Data has always been core to Hedge Funds’ ability to beat the market and stay ahead of the pack. But the volume and breadth of data needed to drive investment research and trading analytics have exploded in recent years, driven by the market’s embrace of Big Data and the emergence of thousands of new “alternative data” sources.
Hedge Funds, both those pursuing quantitative approaches and fundamentals-based approaches, are adding these datasets alongside traditional market data. This data can be derived from news, social media, web traffic, consumer reviews, sales and shipping data, weather, and a host of other sources. All this data is being added to trading and investment models as they broaden searches for alpha beyond traditional trade and quote data – in an attempt to gain that unique edge.
Hedge Funds are rethinking their data management strategy. Key drivers include:
- The need to cope with much larger data volumes and real-time data, both structured and unstructured.
- Adding new alternative data sources to the analytics mix.
- Testing strategies, advanced statistical analysis, and modeling.
- Applying machine learning and AI techniques.
- Attracting and retaining talent.
Managing Data in a New Way
As these datasets become larger and more complex, it becomes less feasible for individual Portfolio Managers to manage their systems. Solutions built using traditional single server databases cannot cope with the volume or complexity of data or performance expectations. Much of this data arrives in real-time requiring constant attention.
As a result, central IT functions need to provision a central data services hub. They face the daunting challenge of ingesting huge volumes of data but also offering up a service that enables individual Portfolio Managers and their quants to experiment – find, back-test, and refine trading strategies independently.
All of this while executing the mission-critical day-today reporting, e.g., operational risk analytics, value-at-risk models, compliance, and financial reporting. Meeting the diverse needs of all participants across the hub while ensuring SLAs are met for time-sensitive processes is a non-trivial task. Historically, this results in blackout periods where ad-hoc analytics are restricted.
Data systems designed over a decade ago are unable to meet analytics needs in terms of scale, performance, or concurrency. They were not designed to meet the needs of a central hub. Real-time platforms like kdb+ cannot handle analytics on historical market or alternative data and requires analysts skilled in kdb’s proprietary query language. Attempts to adopt Big Data technologies like Hadoop have failed due to challenges with performance, the complexity of management, and a lack of stability.
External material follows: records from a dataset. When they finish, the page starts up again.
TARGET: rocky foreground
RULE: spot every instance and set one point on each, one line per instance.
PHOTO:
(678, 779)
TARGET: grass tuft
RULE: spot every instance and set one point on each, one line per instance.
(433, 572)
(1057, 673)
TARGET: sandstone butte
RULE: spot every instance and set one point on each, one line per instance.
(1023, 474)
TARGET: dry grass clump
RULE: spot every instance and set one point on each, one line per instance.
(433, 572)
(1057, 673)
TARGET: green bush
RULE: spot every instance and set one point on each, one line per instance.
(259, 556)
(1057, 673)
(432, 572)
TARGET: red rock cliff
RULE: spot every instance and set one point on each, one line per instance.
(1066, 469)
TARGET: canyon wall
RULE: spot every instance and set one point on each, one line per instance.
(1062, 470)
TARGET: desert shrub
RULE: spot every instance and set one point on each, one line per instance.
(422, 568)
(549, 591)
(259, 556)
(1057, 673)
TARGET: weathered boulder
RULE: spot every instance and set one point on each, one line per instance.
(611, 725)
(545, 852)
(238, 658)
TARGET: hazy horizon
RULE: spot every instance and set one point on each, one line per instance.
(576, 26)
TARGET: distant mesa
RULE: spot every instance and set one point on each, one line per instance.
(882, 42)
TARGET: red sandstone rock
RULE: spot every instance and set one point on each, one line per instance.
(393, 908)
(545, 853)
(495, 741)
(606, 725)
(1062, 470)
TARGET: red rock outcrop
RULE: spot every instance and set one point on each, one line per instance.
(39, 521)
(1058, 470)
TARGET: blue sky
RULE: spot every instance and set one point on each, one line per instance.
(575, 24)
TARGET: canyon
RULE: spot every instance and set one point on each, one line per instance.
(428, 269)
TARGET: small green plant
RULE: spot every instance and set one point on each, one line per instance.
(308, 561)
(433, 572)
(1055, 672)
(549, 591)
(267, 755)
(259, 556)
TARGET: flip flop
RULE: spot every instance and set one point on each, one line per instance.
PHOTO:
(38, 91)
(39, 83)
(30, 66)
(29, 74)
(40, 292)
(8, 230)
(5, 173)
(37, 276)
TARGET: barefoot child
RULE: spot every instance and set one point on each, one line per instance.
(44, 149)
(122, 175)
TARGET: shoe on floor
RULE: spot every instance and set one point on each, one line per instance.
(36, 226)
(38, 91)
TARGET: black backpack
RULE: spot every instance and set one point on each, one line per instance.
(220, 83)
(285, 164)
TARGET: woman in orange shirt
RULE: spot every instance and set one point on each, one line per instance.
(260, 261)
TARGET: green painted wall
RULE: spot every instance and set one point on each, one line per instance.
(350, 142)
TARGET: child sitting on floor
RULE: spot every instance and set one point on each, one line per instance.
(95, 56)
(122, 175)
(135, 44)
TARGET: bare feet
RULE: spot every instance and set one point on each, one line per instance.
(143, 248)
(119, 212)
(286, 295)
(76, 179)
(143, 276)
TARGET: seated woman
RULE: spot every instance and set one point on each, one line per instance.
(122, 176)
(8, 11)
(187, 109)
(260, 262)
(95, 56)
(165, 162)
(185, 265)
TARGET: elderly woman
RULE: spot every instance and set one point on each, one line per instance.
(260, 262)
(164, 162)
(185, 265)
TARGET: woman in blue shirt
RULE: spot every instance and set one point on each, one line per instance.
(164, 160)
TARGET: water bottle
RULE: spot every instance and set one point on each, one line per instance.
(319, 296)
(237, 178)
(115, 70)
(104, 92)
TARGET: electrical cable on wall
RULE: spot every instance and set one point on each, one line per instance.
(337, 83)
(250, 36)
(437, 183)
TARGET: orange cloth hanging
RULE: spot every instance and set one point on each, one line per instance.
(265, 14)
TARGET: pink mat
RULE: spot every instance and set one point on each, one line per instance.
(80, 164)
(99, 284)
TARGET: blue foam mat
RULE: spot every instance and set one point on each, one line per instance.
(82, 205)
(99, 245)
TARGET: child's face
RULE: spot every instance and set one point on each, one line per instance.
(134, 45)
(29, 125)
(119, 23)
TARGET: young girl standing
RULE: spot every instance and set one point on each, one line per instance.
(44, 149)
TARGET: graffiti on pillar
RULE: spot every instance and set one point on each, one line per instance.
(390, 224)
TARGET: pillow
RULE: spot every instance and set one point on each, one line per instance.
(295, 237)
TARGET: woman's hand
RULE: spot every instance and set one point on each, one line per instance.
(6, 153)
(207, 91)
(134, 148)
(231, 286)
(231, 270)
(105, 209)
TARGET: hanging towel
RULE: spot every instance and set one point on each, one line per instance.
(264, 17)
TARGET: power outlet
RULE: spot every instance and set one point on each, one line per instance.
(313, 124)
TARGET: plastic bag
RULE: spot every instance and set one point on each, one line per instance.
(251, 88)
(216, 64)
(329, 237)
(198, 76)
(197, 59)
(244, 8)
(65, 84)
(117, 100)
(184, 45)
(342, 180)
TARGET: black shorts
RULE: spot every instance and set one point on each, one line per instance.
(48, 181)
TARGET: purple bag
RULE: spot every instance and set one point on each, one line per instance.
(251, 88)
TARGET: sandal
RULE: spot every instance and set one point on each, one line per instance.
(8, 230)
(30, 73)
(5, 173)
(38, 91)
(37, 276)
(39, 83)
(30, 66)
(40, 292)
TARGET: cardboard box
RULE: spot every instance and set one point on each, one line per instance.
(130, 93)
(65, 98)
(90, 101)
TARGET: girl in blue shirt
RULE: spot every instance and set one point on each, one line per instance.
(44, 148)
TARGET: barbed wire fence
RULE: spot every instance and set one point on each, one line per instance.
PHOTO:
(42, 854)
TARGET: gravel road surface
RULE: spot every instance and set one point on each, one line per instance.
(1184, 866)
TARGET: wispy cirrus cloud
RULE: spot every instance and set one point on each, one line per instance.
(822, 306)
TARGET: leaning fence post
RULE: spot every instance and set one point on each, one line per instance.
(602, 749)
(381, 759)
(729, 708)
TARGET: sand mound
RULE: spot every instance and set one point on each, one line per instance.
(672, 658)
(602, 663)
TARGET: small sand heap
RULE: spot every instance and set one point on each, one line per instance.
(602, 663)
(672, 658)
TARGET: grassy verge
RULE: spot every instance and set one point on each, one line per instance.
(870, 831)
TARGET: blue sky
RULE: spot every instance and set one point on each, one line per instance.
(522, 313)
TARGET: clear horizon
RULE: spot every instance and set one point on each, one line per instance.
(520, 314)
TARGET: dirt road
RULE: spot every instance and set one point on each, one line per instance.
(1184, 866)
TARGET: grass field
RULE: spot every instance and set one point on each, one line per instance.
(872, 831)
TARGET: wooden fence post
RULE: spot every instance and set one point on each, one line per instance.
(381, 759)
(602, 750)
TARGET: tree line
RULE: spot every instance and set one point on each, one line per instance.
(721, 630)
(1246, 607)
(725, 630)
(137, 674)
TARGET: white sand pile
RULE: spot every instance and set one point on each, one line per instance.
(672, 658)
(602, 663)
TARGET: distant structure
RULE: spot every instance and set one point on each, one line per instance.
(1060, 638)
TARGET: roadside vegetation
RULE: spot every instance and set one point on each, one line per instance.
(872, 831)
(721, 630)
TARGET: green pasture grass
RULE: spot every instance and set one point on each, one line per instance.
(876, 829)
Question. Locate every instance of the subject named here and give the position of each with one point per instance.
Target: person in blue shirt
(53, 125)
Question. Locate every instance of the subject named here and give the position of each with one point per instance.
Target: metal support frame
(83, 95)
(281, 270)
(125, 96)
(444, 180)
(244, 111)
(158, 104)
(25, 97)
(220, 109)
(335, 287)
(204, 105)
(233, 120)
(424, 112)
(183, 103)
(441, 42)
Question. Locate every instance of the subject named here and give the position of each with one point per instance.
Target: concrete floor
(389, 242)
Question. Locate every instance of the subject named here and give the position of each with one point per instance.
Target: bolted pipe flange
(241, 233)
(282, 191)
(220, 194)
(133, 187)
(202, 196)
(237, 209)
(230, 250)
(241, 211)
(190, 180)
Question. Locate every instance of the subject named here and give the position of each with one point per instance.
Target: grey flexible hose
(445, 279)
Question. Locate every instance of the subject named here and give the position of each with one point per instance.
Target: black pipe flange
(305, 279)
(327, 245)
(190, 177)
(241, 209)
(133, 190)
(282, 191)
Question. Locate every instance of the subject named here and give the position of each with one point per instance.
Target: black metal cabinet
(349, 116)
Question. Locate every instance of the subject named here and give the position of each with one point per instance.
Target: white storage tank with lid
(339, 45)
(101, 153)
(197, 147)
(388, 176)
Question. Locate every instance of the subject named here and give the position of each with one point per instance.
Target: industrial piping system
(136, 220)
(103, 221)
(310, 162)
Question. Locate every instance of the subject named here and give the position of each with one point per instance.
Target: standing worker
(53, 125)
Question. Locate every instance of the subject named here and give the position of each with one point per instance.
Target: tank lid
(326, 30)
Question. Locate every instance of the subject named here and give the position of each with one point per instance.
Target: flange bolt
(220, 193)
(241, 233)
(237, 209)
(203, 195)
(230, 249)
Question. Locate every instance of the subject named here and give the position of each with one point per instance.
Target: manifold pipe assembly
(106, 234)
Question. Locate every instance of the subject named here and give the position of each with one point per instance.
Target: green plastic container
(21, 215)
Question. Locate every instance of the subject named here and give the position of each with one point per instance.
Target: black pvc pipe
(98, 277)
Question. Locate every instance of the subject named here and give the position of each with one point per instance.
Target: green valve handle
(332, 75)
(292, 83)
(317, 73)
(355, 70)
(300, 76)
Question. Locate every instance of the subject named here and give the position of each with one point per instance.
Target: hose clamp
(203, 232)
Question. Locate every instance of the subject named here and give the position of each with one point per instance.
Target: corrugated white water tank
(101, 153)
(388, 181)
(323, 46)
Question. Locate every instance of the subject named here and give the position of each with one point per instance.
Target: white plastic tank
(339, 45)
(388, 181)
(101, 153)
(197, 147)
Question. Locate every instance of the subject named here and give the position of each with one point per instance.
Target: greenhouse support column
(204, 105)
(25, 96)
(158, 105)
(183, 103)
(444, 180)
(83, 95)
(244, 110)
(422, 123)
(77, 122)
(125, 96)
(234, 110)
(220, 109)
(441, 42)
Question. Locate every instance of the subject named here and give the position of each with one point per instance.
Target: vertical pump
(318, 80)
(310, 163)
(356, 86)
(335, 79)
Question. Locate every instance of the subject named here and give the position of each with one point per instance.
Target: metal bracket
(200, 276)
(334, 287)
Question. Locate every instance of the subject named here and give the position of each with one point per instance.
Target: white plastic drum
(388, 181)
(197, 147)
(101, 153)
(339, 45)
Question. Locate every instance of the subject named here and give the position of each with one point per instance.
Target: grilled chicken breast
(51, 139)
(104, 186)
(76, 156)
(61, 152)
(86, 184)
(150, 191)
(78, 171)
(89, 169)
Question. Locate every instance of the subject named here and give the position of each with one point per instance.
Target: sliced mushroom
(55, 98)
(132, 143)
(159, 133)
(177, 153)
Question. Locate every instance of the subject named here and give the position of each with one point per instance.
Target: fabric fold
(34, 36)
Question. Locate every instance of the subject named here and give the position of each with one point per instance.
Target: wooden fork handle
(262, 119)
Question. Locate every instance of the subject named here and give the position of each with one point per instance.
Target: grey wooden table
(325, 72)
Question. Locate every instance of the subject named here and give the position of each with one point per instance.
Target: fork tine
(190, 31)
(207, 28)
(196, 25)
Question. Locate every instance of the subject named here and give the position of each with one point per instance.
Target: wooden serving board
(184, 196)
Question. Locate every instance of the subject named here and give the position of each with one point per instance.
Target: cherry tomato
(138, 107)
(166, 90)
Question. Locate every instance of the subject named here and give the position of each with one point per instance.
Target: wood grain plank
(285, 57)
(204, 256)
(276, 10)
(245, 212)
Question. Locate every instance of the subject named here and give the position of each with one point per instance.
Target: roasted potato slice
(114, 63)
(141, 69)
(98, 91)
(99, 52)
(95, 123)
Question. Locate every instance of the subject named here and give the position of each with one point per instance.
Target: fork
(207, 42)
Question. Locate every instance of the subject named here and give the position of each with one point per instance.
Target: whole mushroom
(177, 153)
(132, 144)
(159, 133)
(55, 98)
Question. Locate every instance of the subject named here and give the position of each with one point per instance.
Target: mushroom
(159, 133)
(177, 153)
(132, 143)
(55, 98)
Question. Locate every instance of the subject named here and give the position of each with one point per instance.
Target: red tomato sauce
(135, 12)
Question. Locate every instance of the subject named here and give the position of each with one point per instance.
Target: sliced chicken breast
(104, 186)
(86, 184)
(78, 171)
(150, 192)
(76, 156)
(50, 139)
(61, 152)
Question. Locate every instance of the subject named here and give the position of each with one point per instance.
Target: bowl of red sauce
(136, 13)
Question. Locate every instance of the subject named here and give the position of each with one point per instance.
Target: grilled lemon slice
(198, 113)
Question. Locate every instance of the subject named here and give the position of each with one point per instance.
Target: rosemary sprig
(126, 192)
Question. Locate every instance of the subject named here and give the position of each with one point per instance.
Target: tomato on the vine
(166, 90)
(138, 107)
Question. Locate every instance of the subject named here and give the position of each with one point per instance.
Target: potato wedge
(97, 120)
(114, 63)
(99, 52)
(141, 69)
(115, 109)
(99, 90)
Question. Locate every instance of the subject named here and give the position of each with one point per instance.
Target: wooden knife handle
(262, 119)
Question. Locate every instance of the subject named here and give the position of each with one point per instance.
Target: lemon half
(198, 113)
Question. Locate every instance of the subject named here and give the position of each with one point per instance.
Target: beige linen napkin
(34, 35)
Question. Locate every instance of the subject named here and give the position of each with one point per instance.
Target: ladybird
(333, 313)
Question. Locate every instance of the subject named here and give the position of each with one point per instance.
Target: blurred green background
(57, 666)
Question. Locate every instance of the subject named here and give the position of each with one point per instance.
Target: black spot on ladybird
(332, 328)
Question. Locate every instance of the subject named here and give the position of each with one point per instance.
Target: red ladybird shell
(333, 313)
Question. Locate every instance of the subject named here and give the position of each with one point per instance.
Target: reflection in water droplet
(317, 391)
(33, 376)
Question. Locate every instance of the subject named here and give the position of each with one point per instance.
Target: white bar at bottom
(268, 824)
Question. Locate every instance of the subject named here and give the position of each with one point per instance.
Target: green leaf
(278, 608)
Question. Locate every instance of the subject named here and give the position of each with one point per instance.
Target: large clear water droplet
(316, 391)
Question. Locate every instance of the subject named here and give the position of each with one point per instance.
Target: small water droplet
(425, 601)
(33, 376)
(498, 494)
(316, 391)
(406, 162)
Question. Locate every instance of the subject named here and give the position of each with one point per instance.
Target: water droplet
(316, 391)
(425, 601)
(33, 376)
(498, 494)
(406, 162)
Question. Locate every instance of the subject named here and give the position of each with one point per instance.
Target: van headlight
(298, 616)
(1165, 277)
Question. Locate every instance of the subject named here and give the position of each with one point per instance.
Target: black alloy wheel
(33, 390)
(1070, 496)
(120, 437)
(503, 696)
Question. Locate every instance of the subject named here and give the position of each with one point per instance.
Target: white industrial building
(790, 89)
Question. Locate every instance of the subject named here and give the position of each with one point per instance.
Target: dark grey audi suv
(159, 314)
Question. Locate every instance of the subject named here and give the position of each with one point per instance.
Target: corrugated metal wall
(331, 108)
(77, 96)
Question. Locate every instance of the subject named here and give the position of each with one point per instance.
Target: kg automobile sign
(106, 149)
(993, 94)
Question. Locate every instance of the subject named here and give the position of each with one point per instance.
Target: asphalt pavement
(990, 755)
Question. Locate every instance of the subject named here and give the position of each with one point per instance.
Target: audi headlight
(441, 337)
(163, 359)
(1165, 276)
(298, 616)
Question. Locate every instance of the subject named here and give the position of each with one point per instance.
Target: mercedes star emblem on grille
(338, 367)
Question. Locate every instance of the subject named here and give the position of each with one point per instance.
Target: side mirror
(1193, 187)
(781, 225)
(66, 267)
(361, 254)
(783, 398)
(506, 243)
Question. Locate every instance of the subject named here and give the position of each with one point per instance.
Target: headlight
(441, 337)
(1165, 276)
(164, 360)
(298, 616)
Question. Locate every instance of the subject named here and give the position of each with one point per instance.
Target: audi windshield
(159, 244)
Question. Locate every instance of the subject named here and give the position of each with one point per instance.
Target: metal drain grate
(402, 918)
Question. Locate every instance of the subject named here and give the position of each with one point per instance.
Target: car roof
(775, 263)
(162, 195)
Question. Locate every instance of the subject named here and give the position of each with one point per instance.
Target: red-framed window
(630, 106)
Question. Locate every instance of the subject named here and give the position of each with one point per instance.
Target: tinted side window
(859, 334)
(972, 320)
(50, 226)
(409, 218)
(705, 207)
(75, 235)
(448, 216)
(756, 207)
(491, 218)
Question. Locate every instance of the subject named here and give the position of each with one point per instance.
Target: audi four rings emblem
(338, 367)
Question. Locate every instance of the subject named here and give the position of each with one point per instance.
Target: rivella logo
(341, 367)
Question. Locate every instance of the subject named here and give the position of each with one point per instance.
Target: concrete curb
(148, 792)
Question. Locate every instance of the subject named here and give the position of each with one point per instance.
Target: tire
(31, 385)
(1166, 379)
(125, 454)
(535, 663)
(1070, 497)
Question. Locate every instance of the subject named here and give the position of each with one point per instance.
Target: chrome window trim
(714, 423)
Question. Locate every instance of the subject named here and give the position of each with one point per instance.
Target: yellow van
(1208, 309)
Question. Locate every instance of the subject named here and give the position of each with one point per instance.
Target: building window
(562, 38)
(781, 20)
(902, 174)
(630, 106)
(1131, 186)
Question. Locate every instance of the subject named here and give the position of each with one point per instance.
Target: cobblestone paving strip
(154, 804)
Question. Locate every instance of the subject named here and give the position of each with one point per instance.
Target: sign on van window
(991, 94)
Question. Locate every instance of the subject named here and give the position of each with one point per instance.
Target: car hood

The cloud, while it offers the ability to innovate and test new ideas without upfront capital investment in hardware, is not a panacea. Firms are often contractually unable to put client data or data not in the public domain in the public cloud. The skills needed to manage cloud services are also new and hard to come by. Further, cloud OPEX models and unfriendly vendor pricing can result in unpredictable runaway costs, which further constrain agility. In tough times when returns are hard to come by, variable costs are the first to be hit – ironically, this is when analytics are most needed.
Talent retention is also a consideration; recruits want to make money and want to work for firms that deliver the freedom and tools to make use of data. Platforms that restrict when or how much teams can query data to “protect” the system or control costs are no longer acceptable.
How can firms operate their data estate to get the best out of this hybrid-cloud and on-premises world?
Yellowbrick powers the central data hub for Hedge Funds, while addressing the needs of individual Portfolio Managers
That’s where Yellowbrick Data Warehouse excels for our Hedge Fund customers, which include top 10 multistrategy and quantitative strategy funds.
- Performance, predictability, and familiarity
Nobody runs queries at scale faster than Yellowbrick
– joining multiple datasets, querying billions of rows, combining multiple rolling time windows, and complex calculations and reconciliations are not a challenge for Yellowbrick. The familiar SQL environment ensures there is no productivity gap and no new languages to learn.
Advanced workload management assures predictable response for mission-critical finance, compliance, risk, and regulatory reporting workloads while allowing complex ad hoc queries to run at the same time – addressing conflicts and eliminating restrictive time windows for querying data.
- Addressing Portfolio Managers independence
To cater to the needs of individual Portfolio Managers, firms provision resource-independent clusters within the same platform with shared data. Alternatively, each team has its own private independent instances, configuring automatic data replication from common pooled data. Non-public data remains private, visible only to individual teams, and remains on-premises if necessary. All proprietary data and models are kept private and accessible only by that manager using all applicable financial compliance standards.
- The best of cloud with predictable pricing
Yellowbrick is the modern data warehouse designed to solve the complex challenges of Portfolio Manager analytics. It’s easy to migrate to and delivers performance at low cost, giving superpowers to Portfolio and Fund Managers looking to deliver returns for investors, while providing critical internal and regulatory reporting. Yellowbrick is unique in allowing customers to combine private datasets, including those on-premises and data in a central cloud hub seamlessly, in a Distributed Data Cloud. No one runs data warehousing workloads faster and more efficiently than Yellowbrick.